In this activity, we will look at the calculation and interpretation of the gradient for
\(f(x,y,z)=x+y-z\) and
\(g(x,y,z)=z-x^2-y^2\text{.}\)
(a) Calculate
\(\nabla f\) and
\(\nabla g\text{.}\)
(b) Sketch the level surfaces of
\(f\) for the values
\(k=\{-2,-1,0,1,2\}\text{.}\) Write a few sentences about the shape of each of these level surfaces and describe how the level surfaces change in terms of the value of
\(k\text{.}\)
(c) Write a few sentences about how the direction and magnitude of
\(\nabla f\) is related to the level surfaces from the previous part.
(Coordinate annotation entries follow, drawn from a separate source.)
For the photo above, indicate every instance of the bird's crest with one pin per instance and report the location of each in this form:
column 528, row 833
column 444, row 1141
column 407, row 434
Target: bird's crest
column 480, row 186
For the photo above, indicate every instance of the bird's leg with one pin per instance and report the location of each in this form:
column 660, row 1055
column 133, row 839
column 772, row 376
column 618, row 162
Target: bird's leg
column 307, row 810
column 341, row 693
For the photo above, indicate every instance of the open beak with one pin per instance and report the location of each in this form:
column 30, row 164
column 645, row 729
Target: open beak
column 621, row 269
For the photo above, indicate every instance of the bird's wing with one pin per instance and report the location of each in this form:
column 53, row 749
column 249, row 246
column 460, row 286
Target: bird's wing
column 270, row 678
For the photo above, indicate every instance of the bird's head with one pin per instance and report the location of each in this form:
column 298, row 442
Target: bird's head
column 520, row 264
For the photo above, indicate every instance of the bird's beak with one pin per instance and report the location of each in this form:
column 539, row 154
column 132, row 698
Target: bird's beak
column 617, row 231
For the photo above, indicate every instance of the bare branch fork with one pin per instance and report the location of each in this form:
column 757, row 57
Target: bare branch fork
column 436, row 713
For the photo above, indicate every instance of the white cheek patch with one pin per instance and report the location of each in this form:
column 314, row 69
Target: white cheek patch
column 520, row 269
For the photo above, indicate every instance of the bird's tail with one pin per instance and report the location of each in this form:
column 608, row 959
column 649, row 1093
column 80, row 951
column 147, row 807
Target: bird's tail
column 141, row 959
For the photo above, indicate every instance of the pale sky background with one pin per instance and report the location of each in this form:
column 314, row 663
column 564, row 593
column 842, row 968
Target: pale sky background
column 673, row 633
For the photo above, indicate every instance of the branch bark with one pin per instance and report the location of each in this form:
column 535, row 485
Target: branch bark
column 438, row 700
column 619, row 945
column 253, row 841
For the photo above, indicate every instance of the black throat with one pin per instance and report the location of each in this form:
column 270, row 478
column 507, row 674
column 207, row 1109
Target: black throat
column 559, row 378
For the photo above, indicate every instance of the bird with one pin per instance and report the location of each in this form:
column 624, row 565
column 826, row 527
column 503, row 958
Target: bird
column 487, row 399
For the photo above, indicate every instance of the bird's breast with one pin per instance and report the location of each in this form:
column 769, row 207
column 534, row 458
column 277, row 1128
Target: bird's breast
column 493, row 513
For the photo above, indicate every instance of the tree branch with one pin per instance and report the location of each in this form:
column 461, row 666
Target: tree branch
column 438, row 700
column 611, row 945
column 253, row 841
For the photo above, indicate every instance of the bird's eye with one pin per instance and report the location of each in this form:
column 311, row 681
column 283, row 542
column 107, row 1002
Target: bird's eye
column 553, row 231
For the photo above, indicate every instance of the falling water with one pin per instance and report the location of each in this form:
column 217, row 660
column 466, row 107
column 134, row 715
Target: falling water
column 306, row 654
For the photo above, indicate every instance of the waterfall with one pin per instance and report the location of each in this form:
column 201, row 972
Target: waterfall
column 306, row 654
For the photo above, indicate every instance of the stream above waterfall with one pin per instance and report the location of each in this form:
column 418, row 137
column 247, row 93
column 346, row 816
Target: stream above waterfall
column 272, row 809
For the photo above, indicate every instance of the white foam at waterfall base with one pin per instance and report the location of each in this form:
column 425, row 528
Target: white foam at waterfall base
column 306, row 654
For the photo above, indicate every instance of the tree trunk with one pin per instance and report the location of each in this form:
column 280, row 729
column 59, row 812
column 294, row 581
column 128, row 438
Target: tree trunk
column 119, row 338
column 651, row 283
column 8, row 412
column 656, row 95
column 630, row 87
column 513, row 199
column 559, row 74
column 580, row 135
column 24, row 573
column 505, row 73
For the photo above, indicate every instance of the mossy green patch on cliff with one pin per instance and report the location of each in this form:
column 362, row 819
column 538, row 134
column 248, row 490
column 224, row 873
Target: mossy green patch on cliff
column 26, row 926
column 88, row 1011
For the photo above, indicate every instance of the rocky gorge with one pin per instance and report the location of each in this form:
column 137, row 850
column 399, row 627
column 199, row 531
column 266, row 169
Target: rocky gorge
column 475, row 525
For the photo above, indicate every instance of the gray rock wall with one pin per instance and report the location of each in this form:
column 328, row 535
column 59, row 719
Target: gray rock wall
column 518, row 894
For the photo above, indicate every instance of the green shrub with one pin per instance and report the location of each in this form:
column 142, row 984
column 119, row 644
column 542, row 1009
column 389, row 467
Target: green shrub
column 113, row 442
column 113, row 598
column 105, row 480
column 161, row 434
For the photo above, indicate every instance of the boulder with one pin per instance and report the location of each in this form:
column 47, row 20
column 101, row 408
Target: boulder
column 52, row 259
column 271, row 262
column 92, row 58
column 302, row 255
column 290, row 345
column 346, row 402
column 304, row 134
(d) Sketch the level surfaces of
\(g\) for the values
\(k=\{-2,-1,0,1,2\}\text{.}\) Write a few sentences about the shape of each of these level surfaces and describe how the level surfaces change in terms of the value of
\(k\text{.}\) You may find it helpful to notice that each of the level surfaces can be expressed with
\(z\) as a function of
\(x\) and
\(y\text{.}\)
(e) Write a few sentences about how the direction and magnitude of
\(\nabla g\) is related to the level surfaces from the previous part.